Chinese government has begun ramping up research, production and training related to this humble spud and hopes that it could face the challenge of feeding a growing nation on a shrinking supply of arable land while confronting severe water shortages.
China has to feed one-fifth of the world's population on one-tenth of its arable land, and the nation's expanding cities are consuming farmland at breakneck speed.
China estimates that by 2030, when its population is expected to level off at roughly 1.5 billion, it will need to produce an additional 100 million tons of food each year. Experts said, statistical reality could change eating habits in China.
In rice-cultivating regions of southern China, farmers can squeeze a round of fast-growing potatoes into their rice fields in between planting seasons. In some of the poorest parts of arid northern China, potatoes are among the few crops that grow.
China signed an agreement with the International Potato Center, a research organization, to jointly launch a major potato research center in Beijing.

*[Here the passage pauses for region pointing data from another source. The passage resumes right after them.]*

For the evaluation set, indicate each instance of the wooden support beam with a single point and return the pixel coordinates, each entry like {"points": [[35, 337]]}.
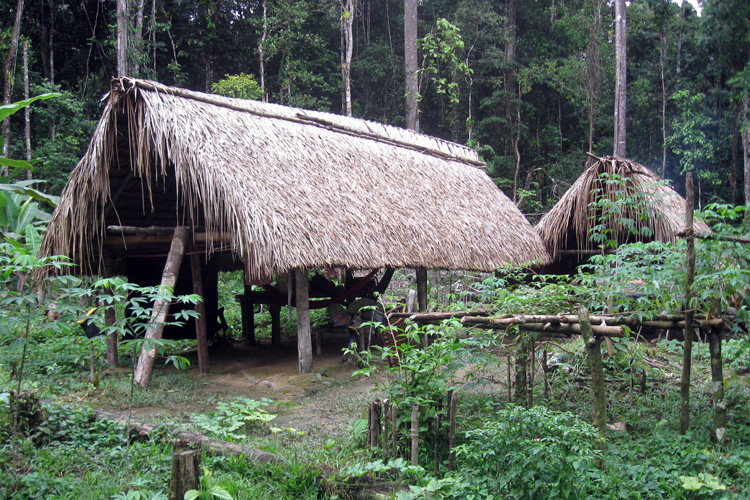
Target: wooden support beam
{"points": [[304, 340], [593, 346], [422, 289], [200, 322], [275, 310], [145, 364]]}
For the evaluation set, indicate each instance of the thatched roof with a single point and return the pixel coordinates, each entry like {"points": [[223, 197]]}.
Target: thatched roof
{"points": [[651, 204], [284, 188]]}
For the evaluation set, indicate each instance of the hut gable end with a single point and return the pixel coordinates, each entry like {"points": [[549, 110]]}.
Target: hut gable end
{"points": [[284, 188]]}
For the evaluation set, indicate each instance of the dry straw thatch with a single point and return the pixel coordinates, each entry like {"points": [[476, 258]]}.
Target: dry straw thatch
{"points": [[651, 204], [284, 188]]}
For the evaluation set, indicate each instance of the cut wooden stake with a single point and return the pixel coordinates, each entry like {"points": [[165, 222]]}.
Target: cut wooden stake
{"points": [[186, 461], [594, 349], [304, 340], [200, 322], [145, 365], [415, 434], [687, 345]]}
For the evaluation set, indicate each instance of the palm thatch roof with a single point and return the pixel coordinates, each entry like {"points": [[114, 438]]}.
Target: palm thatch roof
{"points": [[284, 188], [622, 196]]}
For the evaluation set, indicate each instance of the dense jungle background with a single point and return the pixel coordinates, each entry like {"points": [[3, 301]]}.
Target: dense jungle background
{"points": [[531, 85]]}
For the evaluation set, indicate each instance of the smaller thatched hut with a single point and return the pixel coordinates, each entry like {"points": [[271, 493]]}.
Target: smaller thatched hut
{"points": [[620, 196]]}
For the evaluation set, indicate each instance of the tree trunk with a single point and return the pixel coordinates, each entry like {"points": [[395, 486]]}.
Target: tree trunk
{"points": [[746, 154], [662, 68], [8, 73], [26, 110], [200, 308], [145, 364], [304, 341], [593, 70], [687, 345], [522, 357], [422, 289], [186, 470], [411, 64], [123, 38], [594, 349], [717, 386], [512, 109], [347, 21], [262, 54], [620, 78], [679, 37]]}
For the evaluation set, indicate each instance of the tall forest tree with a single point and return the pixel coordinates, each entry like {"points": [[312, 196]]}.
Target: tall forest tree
{"points": [[620, 78]]}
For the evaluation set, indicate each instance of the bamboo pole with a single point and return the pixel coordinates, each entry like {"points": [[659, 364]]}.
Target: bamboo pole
{"points": [[452, 431], [145, 366], [597, 373], [200, 322], [415, 434], [687, 345], [304, 340], [717, 380]]}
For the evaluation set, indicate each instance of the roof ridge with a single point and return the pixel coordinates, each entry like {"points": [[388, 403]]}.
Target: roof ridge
{"points": [[413, 140]]}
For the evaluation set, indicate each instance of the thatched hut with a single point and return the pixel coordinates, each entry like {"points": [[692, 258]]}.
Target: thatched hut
{"points": [[620, 196], [278, 189]]}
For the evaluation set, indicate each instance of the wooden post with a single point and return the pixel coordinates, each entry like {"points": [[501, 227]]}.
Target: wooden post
{"points": [[186, 462], [145, 365], [687, 345], [452, 431], [394, 432], [110, 317], [275, 309], [304, 341], [422, 288], [532, 361], [436, 454], [200, 308], [593, 346], [522, 357], [415, 434], [717, 378]]}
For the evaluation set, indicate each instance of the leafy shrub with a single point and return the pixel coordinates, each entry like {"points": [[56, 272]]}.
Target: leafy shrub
{"points": [[536, 453], [234, 421]]}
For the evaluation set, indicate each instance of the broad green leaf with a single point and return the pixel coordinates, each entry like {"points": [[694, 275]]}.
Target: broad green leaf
{"points": [[8, 109]]}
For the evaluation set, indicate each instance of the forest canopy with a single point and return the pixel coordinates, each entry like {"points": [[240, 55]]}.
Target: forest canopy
{"points": [[531, 85]]}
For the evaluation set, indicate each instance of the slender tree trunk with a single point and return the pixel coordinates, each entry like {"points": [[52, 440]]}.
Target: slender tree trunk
{"points": [[9, 71], [593, 346], [304, 340], [717, 385], [620, 78], [123, 37], [262, 54], [679, 37], [746, 154], [145, 365], [26, 110], [411, 64], [512, 109], [687, 345], [593, 70], [662, 68], [137, 42], [347, 22]]}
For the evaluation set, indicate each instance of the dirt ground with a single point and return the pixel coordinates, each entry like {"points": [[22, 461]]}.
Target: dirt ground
{"points": [[329, 397]]}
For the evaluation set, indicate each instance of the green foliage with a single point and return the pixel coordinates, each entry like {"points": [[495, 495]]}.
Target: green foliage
{"points": [[235, 420], [443, 63], [241, 86], [529, 453]]}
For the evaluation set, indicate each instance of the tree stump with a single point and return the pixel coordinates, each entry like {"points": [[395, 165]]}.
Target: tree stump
{"points": [[186, 464]]}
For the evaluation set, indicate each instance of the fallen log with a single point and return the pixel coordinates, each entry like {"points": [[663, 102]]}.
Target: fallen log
{"points": [[209, 445]]}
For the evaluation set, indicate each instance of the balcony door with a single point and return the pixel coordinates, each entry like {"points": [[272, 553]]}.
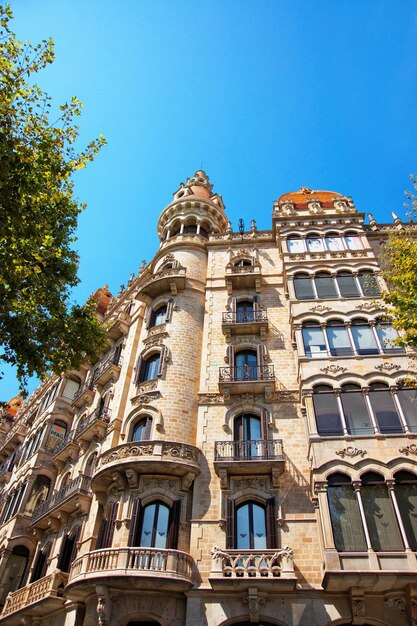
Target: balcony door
{"points": [[246, 365]]}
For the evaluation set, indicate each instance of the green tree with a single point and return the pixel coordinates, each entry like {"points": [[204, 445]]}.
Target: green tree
{"points": [[399, 269], [41, 331]]}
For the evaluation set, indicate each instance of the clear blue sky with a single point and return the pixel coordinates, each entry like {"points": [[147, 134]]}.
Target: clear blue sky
{"points": [[265, 95]]}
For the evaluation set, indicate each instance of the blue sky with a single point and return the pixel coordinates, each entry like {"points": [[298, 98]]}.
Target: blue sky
{"points": [[265, 95]]}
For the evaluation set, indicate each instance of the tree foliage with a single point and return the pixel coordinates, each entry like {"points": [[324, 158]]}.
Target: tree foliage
{"points": [[40, 330], [399, 269]]}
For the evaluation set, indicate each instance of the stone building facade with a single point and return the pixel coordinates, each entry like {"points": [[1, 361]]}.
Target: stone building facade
{"points": [[244, 452]]}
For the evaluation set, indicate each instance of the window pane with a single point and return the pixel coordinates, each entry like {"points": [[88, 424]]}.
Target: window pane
{"points": [[369, 284], [353, 242], [347, 527], [295, 245], [380, 519], [325, 286], [314, 344], [347, 285], [408, 402], [385, 412], [303, 288], [364, 339], [334, 243], [387, 336], [407, 503], [339, 341], [327, 415], [356, 414], [314, 244]]}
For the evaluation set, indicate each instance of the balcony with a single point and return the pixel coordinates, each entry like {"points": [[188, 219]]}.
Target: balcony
{"points": [[85, 394], [118, 325], [93, 425], [243, 277], [241, 569], [169, 280], [256, 456], [246, 378], [109, 370], [244, 323], [38, 600], [143, 567], [75, 495], [147, 457]]}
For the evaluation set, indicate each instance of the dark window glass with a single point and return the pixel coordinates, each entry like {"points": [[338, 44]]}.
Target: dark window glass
{"points": [[347, 285], [365, 342], [348, 532], [338, 338], [151, 367], [368, 283], [325, 286], [406, 494], [384, 409], [244, 311], [314, 343], [250, 527], [379, 514], [327, 412], [154, 530], [246, 365], [408, 402], [303, 287], [356, 414]]}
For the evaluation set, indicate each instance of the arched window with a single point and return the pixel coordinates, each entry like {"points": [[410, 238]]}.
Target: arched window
{"points": [[142, 429], [348, 287], [325, 286], [56, 435], [384, 409], [345, 515], [244, 311], [379, 514], [314, 342], [338, 338], [329, 423], [406, 494], [246, 365], [250, 522], [155, 525], [303, 287], [358, 421]]}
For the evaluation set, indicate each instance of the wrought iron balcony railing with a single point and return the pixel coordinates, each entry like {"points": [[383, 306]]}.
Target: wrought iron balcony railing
{"points": [[250, 450], [241, 373], [244, 317], [80, 485]]}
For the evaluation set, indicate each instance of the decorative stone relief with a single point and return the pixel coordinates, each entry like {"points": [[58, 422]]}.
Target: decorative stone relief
{"points": [[388, 367], [412, 449], [333, 369], [350, 451]]}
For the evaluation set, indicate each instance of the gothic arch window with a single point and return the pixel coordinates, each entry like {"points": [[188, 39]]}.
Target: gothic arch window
{"points": [[251, 525], [56, 435], [150, 367], [155, 524], [142, 429]]}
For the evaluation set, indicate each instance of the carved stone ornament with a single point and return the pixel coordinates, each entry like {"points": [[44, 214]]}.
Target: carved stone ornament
{"points": [[387, 367], [211, 398], [396, 602], [320, 308], [412, 449], [350, 451], [333, 369]]}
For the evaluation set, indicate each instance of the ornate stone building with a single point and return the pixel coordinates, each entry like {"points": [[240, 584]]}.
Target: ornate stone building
{"points": [[244, 453]]}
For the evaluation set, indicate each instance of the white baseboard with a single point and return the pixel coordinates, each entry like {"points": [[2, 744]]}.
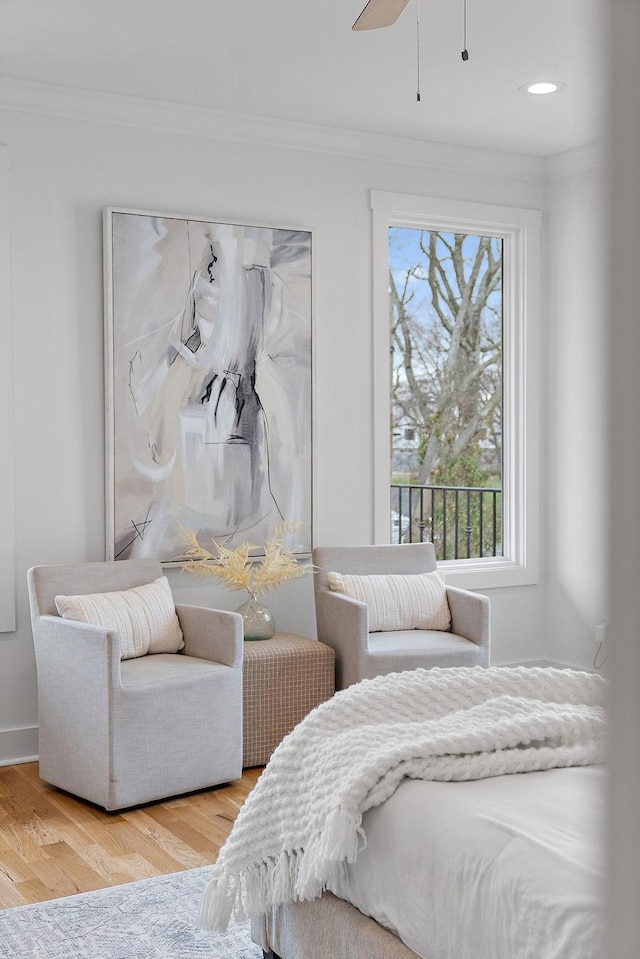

Part of the center's broad mandate will be to develop varieties that grow quickly and dependably in specific regions throughout China.
However they said, potatoes won't replace rice or wheat as mainstays of Chinese cuisine anytime soon, if ever. They are eaten as side dishes, and the government has not yet named them a staple, a distinction that would mean preferential treatment in domestic markets and would carry significant cultural weight.
China has a long-standing policy of food self-sufficiency, growing 95 percent of the grain required to feed its people.
The country's sheer size means that a major crop failure or other food emergency here could have international ramifications, overwhelming world food markets with sudden demand.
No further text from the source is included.